Trattandosi di minorenni, doveva sentirle tramite incidente probatorio, non hanno chiamato la psichiatra trattandosi di minori comunque in grado di relazionarsi.
A maggio dell’anno dopo brancolavano ancora nell’indecisione, li ho sollecitati mettendoli di fronte a un bivio: o avrebbero deciso di credere alla ragazza facendo in modo di bloccare l’imputato, oppure avrebbero dovuto archiviare il caso. Ma almeno mettere un punto. Perché questo deve essere fatto
Le ragazze avevano confermato la stessa versione, sentite singolarmente. Il processo si è aperto a marzo dell’anno dopo ed è stato rinviato a luglio. Due anni. Per fare niente. Nessuna indagine.
D’altro canto i pubblici ministeri, deputati a occuparsi di questo tipo di reati hanno annoverato nella catasta di fascicoli anche tantissime bufale: reati inventati tra ex fidanzati, ex conviventi, talvolta amanti; il rischio è sempre di finire dalla parte di quello che ne fa una torquemada e procede a spada tratta: la sofferenza vissuta reale esiste, ma spesse volte non è distinguibile da quella apparente e interessata. Per cui mi rendo conto che l’occhio fatica a distinguere ma è proprio affinando sensibilità e esperienza che si può indagare sulla veridicità di un volto e scandagliare le dinamiche mentali.

Sarebbe a dire?

Questi PM hanno trent’anni, è riconoscibilissimo in loro l’accecamento del sacro furore. Molti potrebbero essere miei figli; è certo che il sistema deve essere svecchiato, la legge ha il passo del tempo dopotutto, ma ogni ruolo o condizione ha bisogno del proprio tempo. Sono una persona moderata e conciliante, oggi, vent’anni fa ero una iena feroce, urlavo e mi scagliavo contro qualsiasi cosa: ora la mia chiave di lettura è un’altra ma non è nient’altro che la vita ad avermi portato a questo.
Entrare nelle loro stanze è disarmante, riempite di fascicoli su fasce deboli, stagnanti sulla scrivania, quando potenzialmente potrebbero contenere, in mezzo a quelle che possono essere un centinaio di bufale, il caso di una potenziale ragazza che si suicida perché non viene creduta.
Io non vivrei. Io se ho un dubbio la notte non dormo.

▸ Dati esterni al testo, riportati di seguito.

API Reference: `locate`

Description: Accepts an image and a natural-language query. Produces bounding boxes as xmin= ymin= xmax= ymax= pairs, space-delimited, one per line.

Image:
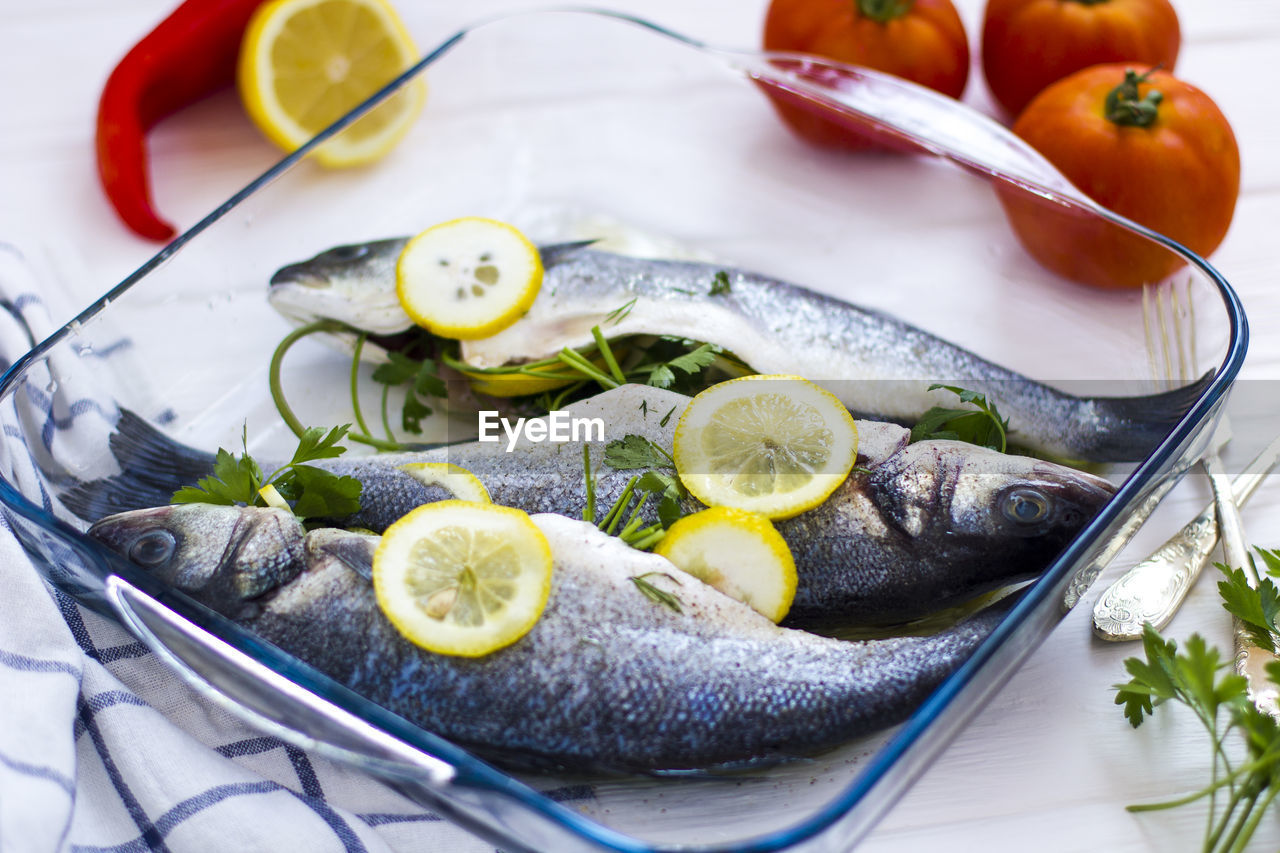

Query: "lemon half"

xmin=237 ymin=0 xmax=426 ymax=167
xmin=374 ymin=501 xmax=552 ymax=657
xmin=396 ymin=216 xmax=543 ymax=341
xmin=654 ymin=506 xmax=796 ymax=622
xmin=672 ymin=375 xmax=858 ymax=519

Le è mai capitato di sconsigliare a una cliente la denuncia?

Mai. Anzi, spesso vengono che hanno già fatto la denuncia e questo si rivela un problema grandissimo. Perché andare subito dalle forze dell’ordine può pregiudicare, loro sono chiamati a verbalizzare come ritengono, non è la riproduzione testuale di ciò che uno dice. Anche perché la maggior parte delle volte la vittima si rivolge alla caserma dei Carabinieri più vicina, non pensa che la questura abbia un centro anti violenza con i protocolli di cui necessiterebbe. E così la denuncia prende una strada che molto spesso neanche gli appartiene. Invece un avvocato con esperienza fa una querela mettendo insieme i dati che ha, senza interpretazione.

Anche senza evidenza di prove? Qual è l’iter in questo caso?

Il legale prepara il racconto andando a ricercare i possibili riscontri. La maggior parte delle volte il reato di violenza non ne ha, ma si possono ricavare da altro: rapporti precedenti, elementi esterni, contatti telefonici, altri teste che hanno visto parlare i due coinvolti: certo, non c’è testimone oculare.
Ma se rinunciassimo a denunciare solo perché non ci sono le prove allora i processi non partirebbero mai. Poi ci sono casi lampanti: ho seguito un lunghissimo processo in cui una donna ha denunciato una violenza reiterata ma era lei stessa a recarsi al Motel con la sua macchina, da sola, non è stata acquisita alcuna prova sul fatto che il mio cliente si recasse in quel Motel regolarmente; raramente una donna dopo aver subito un stupro intende reiterarlo recandosi autonomamente nel luogo dove si è consumata la violenza. La varietà è infinita

Certo questo è un caso inverso. All’inverso non si parla mai: nel caso delle donne che accusano ingiustamente gli uomini qual è la percentuale?

È abbastanza alta ed è un dato negativo perché pregiudica quelle che hanno subito davvero violenza. È un comportamento molto frequente, soprattutto in famiglia, strumentalizzando la questione della separazione; capiscono bene che una persona che è già denunciata è in una posizione di inferiorità processuale, si deve difendere, deve investire ulteriori soldi, perde il più delle volte l’affidamento dei figli: la realtà è molto varia e complicata e non esce mai all’esterno. Perché se uno è un bravo avvocato non la fa uscire. Io non vado a dare le notizie, mi interessa la tutela del cliente, non il mio nome sul giornale.
La triturazione mediatica non permette che di fraintendere i fatti. Un giorno mi chiamò una giornalista de’ la Stampa per un caso che stavo trattando: sentivo la delusione permeare le domande e l’articolo che scrisse ne fu la dimostrazione diretta, addirittura aveva le sembianze di un altro caso.
Mi rendo conto che ormai tutto è solo quello che viene comunicato.